Trump says he ‘100%’ will reveal memo
PRESIDENT Donald Trump has told a lawmaker he plans to release a secret Republican memo alleging that a politically motivated Department of Justice and FBI flagrantly abused regulations to spy on his campaign.
The issue of the memo has gripped Washington just as the Russia meddling probe edges closer to the White House.
Republicans are keen to see the four-page memo – written by Republican lawmaker Devin Nunes, the chairman of the House Intelligence Committee and a close defender of Trump – released, and his committee voted to do so.
After finishing his State of the Union address on Tuesday night, Trump was caught on television cameras telling a Republican lawmaker who urged him to release it, “Don’t worry, 100 percent.”
Democrats say the memo is highly distorted and political, and ultimately aims to discredit special prosecutor Robert Mueller’s probe of possible collusion between the Trump campaign and Russia in the 2016 election.

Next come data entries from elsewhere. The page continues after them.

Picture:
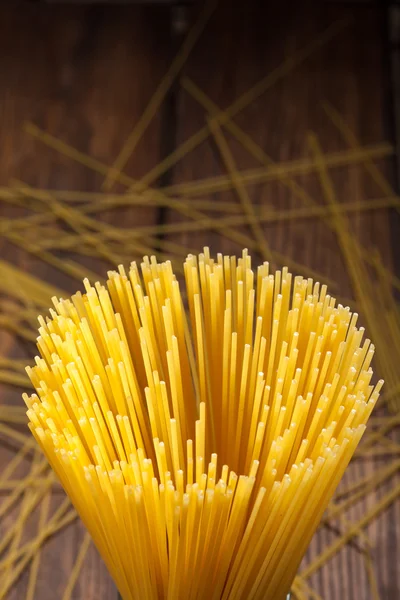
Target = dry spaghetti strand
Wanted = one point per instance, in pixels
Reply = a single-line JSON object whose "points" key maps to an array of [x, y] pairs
{"points": [[214, 440]]}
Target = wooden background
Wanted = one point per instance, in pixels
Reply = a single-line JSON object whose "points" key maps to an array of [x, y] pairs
{"points": [[85, 75]]}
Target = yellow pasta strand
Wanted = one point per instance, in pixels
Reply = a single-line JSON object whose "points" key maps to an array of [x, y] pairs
{"points": [[201, 451]]}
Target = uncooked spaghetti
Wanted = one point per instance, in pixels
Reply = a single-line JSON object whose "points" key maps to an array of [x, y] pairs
{"points": [[201, 451]]}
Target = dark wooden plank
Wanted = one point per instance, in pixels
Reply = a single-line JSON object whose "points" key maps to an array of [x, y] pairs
{"points": [[85, 76], [244, 45]]}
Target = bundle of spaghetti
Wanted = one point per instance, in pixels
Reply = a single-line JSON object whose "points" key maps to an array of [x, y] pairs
{"points": [[201, 449]]}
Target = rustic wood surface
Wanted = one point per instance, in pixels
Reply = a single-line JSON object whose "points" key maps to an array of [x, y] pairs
{"points": [[85, 76]]}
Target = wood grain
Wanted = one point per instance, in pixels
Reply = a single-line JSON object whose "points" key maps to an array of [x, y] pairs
{"points": [[85, 76]]}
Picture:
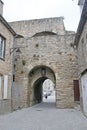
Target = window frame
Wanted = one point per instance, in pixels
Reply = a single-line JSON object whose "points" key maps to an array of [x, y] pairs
{"points": [[3, 39]]}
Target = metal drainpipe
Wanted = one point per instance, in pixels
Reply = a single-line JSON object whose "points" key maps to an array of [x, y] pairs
{"points": [[12, 71]]}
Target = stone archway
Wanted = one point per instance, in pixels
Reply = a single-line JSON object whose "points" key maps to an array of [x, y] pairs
{"points": [[36, 78]]}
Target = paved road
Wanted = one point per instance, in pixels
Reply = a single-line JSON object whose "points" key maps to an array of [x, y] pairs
{"points": [[44, 117]]}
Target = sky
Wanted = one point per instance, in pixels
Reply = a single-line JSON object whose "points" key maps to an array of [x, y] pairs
{"points": [[16, 10]]}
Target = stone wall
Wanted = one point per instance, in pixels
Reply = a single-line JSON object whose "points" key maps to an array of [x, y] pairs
{"points": [[6, 69], [47, 43], [82, 64]]}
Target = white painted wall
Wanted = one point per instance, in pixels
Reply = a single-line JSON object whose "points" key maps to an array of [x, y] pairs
{"points": [[84, 92]]}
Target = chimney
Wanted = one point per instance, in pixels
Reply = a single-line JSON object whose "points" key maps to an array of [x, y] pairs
{"points": [[1, 7]]}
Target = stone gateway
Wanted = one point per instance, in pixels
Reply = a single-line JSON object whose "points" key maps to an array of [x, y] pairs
{"points": [[48, 52]]}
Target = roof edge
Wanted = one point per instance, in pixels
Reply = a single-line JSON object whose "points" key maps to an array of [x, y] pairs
{"points": [[81, 23]]}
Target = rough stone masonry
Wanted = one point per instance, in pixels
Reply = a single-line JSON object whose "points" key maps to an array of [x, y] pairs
{"points": [[45, 45]]}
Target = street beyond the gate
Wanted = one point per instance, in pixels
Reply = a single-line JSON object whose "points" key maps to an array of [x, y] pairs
{"points": [[44, 116]]}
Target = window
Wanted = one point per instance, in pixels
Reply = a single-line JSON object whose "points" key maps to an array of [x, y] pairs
{"points": [[2, 47]]}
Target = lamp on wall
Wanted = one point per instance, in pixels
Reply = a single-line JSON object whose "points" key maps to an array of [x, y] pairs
{"points": [[43, 71], [17, 50]]}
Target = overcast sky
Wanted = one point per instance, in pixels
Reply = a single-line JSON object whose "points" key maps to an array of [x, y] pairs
{"points": [[15, 10]]}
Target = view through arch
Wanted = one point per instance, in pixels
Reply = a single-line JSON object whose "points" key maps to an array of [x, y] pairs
{"points": [[48, 91]]}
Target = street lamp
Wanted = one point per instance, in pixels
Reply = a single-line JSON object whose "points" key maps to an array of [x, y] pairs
{"points": [[17, 49], [13, 49]]}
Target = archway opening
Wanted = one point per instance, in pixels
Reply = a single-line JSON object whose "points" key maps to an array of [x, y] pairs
{"points": [[39, 76]]}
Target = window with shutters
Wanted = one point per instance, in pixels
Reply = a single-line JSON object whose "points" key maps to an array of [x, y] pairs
{"points": [[2, 47]]}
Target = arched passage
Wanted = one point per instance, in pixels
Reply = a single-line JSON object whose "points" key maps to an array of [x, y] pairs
{"points": [[37, 76]]}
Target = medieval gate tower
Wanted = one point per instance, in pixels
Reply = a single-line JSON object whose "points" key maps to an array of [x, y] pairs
{"points": [[47, 53]]}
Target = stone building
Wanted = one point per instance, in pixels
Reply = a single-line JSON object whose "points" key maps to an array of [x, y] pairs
{"points": [[6, 42], [81, 43], [48, 52]]}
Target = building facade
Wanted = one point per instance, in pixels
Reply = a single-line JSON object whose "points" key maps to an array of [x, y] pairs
{"points": [[81, 43], [6, 42], [48, 52]]}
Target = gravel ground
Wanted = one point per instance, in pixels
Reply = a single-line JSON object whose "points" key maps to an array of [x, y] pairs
{"points": [[44, 116]]}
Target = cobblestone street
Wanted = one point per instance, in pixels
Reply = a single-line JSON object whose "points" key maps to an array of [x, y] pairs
{"points": [[44, 116]]}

According to news reports citing people who have seen the document, it sums up how the Justice Department and FBI were able to obtain a so-called FISA national security warrant to run surveillance on Carter Page, a Trump election campaign adviser with extensive Moscow contacts.
“There are legitimate questions about whether American civil liberties were violated by the FISA process,” House Majority leader Paul Ryan said on Tuesday. “There may have been malfeasance at the FBI by certain individuals.”
The memo alleges that the department depended on the contentious and unproven“Russia dossier” – compiled by former British intelligence agent Christopher Steele and financed in part by Democrat Hillary Clinton’s presidential campaign – to justify the warrant to the topsecret FISA court.
In addition, the memo alleges that after Trump became president, the warrant was extended by Deputy Attorney General Rod Rosenstein – the DOJ official who appointed Mueller to lead the Russia probe, and the only person who can fire him. Rosenstein took charge of the probe when Attorney General Jeff Sessions recused himself – a move Trump has often criticised.
The release of the document, based on highly classified information, is opposed by the Justice Department and the FBI.
Democrats also say they cannot debunk it without themselves releasing secret counterintelligence information.